Reckon Women’s series on Southern mothers and daughters who share the same profession is part of Reckon’s celebration of Women’s History Month.
The first time newly minted attorney Wesley Smithart attended a meeting of the Women’s Section of the Alabama Bar Association, she got to watch her mother, Elizabeth Smithart, lead the meeting as chair.
The two women, both graduates of the University of Alabama School of Law, talked with Reckon this week about their shared profession and lessons they’ve learned from each other. Their answers have been edited for length.
Wesley was born and raised in Union Springs, Ala., and now lives in Birmingham where she works as an attorney with Lightfoot, Franklin & White. Her work mostly involves civil defense litigation in areas of product liability, white-collar criminal defense and personal injury.
Elizabeth is an attorney in Union Springs, Ala., where she has owned her own firm since 1999 and handles a variety of clients including public boards and nonprofits. She’s the immediate past chair of the Alabama Bar Association’s Women’s Section.
Q: What got you interested in law?
Elizabeth: It’s always been interesting to meet new clients and new people. I meet a lot of people through mediations in particular from all over. There’s wide variety in my work.
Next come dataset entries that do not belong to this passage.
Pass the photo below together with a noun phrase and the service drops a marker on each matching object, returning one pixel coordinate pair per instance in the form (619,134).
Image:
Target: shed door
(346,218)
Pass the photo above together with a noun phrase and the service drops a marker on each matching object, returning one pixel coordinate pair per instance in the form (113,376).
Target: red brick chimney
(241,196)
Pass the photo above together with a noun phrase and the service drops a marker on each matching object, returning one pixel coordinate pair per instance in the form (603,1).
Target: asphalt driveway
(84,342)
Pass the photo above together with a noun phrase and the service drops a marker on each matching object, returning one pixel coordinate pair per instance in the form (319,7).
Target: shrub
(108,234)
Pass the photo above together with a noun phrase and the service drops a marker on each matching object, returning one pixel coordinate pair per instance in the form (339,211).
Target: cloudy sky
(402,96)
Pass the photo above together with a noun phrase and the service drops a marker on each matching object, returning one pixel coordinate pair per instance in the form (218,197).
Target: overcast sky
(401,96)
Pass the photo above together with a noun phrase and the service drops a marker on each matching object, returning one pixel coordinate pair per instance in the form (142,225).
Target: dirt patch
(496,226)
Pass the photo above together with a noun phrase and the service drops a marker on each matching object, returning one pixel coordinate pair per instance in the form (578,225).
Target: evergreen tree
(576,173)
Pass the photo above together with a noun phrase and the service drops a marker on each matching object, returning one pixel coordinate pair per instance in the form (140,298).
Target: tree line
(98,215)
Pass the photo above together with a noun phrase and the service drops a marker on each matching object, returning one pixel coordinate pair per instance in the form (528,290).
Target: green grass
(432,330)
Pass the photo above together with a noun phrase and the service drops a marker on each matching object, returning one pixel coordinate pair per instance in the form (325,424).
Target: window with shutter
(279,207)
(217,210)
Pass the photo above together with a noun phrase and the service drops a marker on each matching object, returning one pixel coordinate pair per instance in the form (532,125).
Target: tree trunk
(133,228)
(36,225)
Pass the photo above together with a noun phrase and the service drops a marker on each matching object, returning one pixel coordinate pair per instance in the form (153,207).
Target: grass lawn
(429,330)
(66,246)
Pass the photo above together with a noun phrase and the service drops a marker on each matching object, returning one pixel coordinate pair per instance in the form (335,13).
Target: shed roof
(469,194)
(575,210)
Wesley: From the time I was in kindergarten, my mom had her own practice and my dad has been the circuit court judge and it wasn’t hard for me to imagine becoming an attorney myself.
My mom and I were both Student Government Association presidents at Huntingdon College and we both ended up going to law school at the University of Alabama as well. My parents met and married there. Every day I was in law school, I would see my parents’ photos on the composite photo on the wall in our little common area.
Q: What’s an important lesson you learned from your mom?
Wesley Smithart is an attorney in Birmingham, Ala. with Lightfoot, Franklin & White. (Contributed)
Wesley: Growing up and seeing my mom go to work every day, it made it possible for me to imagine a career for myself. I think a lot of girls haven’t had that opportunity. Somebody can say that you can be whatever you want to be when you grow up, but I was able to actually see my mom being a lawyer, going to court, working really hard. And simultaneously being a fantastic mom. To this day, she’s my best friend.
I grew up going to conferences with her and watching my mom in leadership positions. I’ve seen her in her element in that way.
And she cares for people and serves her community. It’s what her whole career is based on, being the go-to person in our small town, to do anything anybody needs of her. It’s an admirable thing to watch. I think my whole career to this point has been inspired by that.
Q: What’s an important lesson you’ve learned from your daughter?
Elizabeth: Technology has changed so very much since I started practicing law. Even now in my practice, I am still so reliant on paper files. During Covid, both of my children came back home. (Wesley’s) law school classes went virtual, and my son had just graduated from Auburn and was looking for a job. Just watching Wesley navigate the online technology, I’m trying to make myself get better, and incorporate more technology into my office.
Q: How is the field of law changed from when you started?
Elizabeth Smithart is an attorney in Union Springs, Ala. (Contributed)
Elizabeth: The common experience of women, especially 32 years ago when I started practicing, was much different than it is today. There were some quirky things the male judges required. You weren’t allowed to show your toes or heels in your shoes. Some judges required us to wear suits but they had to have skirts. You couldn’t wear pants. We did it because we were in their realm, their territory. And there were a lot of female attorneys then; I’m not that old. But we still had to follow whatever rules the men said. I got called ‘sugar’ and ‘honey’ a lot in those days.
But when you finally have a seat at the table, things tend to change. We have so many more women and lawyers of color in leadership positions with the bar, and within the judiciary. Things have progressed. We still have a ways to go, obviously, but things are much better than they were in 1989.
Q: What’s something you hope she’s learned from you?
Wesley: Her practice of law is completely different from mine, and I think that says a lot about how my parents encouraged me to do what I wanted, and weren’t trying to make me do exactly what they have done. I’ve gone in a totally different direction and I hope she has seen the value of my independence.
Elizabeth: In our family, we made a decision early on that everybody was going to be respectful and that all people are of equal worth and value. That’s one of the things I love about the law, that the ideal we strive for is that lady justice is blind, although that’s not always the reality. But we’ve tried to pass that along to our children.